意気揚々と。風もなくこれぐらいの天気であれば仕方ないかなとは誰しも考えていると思います。
眼下の大谷地湿原と菰ノ森。
雪が多いとか少ないとかは毎年聞かれますが、このアスピーテライン蒸ノ湯休憩所の積雪は昨年よりは多い3m+。
足取りは軽いはずでしたが、この登りはいつまで続くのでしょう。
でもこの霧氷は素晴らしい。この先の樹氷はきっと見ごろを迎えているに違いないとは誰しも思っているはず。
自然の造形とはいえ、この霧氷原の中を歩くのはちょっとした感動です。
空が少しだけ明るくなった気がします。
指導標220番の手前で風を避けながらしばしの休憩。天候はしだいに濃霧となり、同行の皆さんは多少の緊張感が感じられていましたが、”休憩”の声がかかると安どの表情。
山岳会の皆さんは作業をしながら先行しています。
目印の竹竿のところどころに黄色い旗が取り付けられていますが、八幡平にゴンドラってありましたっけ?もしあるなら、少しだけ乗ってみたい気がします。
再び濃霧の中。
氷がついて風にしなって、ついには力尽き、折れてしまった竹竿。
樹氷は先週よりは”らしく”なったものの、まだ準備中のよう。
藤助森付近で山岳会の皆さんに追いつきました。風の強いこの辺りでは目印の竹竿が何本も折れてしまい、応急処置としてオオシラビソの枯れ枝にピンクテープを括りつけています。
八幡平の頂上直下といわれてもどこにいるものやら、と皆さん。それでも、時折山頂の指導標300番が右側に見えているのです。
ここが頂上とわかるのは腰の位置に展望台の手すりが見えることと、指導標の柱があるから。
準備中の樹氷の他は何にも見えません。
それでも、”陵雲荘はこっち!”と30m間隔の竹竿が見え隠れしながら教えてくれています。
すぐ近くにいるのに陵雲荘が見つけられず、小屋のシルエットが見えた時に思わず出た言葉が、”あった!”でした。
やれやれ。
誰もが安どの表情。
それほど寒さを感じなかった行程とはいえ、室温0℃の小屋の中ではストーブの火はありがたく、泊っていきたいとの志願者が出るほど。

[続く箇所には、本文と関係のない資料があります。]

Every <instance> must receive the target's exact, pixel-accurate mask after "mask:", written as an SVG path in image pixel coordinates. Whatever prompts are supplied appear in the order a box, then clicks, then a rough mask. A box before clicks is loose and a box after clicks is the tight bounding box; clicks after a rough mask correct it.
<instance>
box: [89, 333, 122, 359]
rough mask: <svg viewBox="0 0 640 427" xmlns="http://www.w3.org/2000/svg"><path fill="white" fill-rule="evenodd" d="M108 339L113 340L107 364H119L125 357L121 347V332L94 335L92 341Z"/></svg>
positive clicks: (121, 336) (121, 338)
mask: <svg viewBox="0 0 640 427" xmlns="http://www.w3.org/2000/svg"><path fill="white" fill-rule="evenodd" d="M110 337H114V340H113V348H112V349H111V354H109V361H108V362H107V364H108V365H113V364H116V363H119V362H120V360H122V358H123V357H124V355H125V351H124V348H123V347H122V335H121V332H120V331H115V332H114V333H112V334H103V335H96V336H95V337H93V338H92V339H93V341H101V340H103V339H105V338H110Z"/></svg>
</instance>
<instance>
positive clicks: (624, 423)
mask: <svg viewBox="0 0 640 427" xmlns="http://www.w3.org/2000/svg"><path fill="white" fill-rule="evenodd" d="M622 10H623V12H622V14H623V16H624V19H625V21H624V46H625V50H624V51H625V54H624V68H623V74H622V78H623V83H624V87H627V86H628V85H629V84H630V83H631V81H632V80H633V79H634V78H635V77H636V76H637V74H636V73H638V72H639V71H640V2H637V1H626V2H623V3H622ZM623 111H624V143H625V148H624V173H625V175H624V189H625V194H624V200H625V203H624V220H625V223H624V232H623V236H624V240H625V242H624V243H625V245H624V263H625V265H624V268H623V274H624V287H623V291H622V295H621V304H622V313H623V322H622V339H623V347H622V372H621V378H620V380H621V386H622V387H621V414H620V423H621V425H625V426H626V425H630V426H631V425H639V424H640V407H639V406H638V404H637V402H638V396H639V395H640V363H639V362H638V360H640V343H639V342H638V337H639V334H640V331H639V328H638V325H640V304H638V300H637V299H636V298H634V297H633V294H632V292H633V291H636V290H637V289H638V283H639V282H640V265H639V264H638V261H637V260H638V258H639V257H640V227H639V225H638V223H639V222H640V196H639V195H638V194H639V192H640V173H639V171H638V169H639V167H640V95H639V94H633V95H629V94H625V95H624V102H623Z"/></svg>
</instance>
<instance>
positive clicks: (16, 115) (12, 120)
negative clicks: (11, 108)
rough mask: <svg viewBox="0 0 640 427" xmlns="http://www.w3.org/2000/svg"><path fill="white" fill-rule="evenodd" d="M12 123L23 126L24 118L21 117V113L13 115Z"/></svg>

先週はこのころスノーモービルのエンジン音が聞こえ、我々は別行動となりました。もしかすればとは思いつつも、さすがにこの天気ではよほどの猛者でなければ来れないだろうと考えています。
再び濃霧の山頂を経由して帰路につきました。
国立公園八幡平魅力アップ構想策定委員有志の皆さんには、何にも見えない濃霧の中で緊張を強いられ、改めて難易度の高さを感じられたと思います。下山するにつれてガスも風もマイルドになり、休憩の声がかかると本日何度目かの安どの表情の皆さんです。
晴れる日よりも吹く日の方が多い八幡平の樹氷原はそれなりの用意と覚悟さえも・・・だからこそ青空バックの樹氷原に出会えた時の感動があると思います。そして何よりも、荒れる樹氷原に今年で26回目になるという竹竿取り付けをボランティアで行ってくれている鹿角市山岳会の皆さんには感謝の言葉しかありません。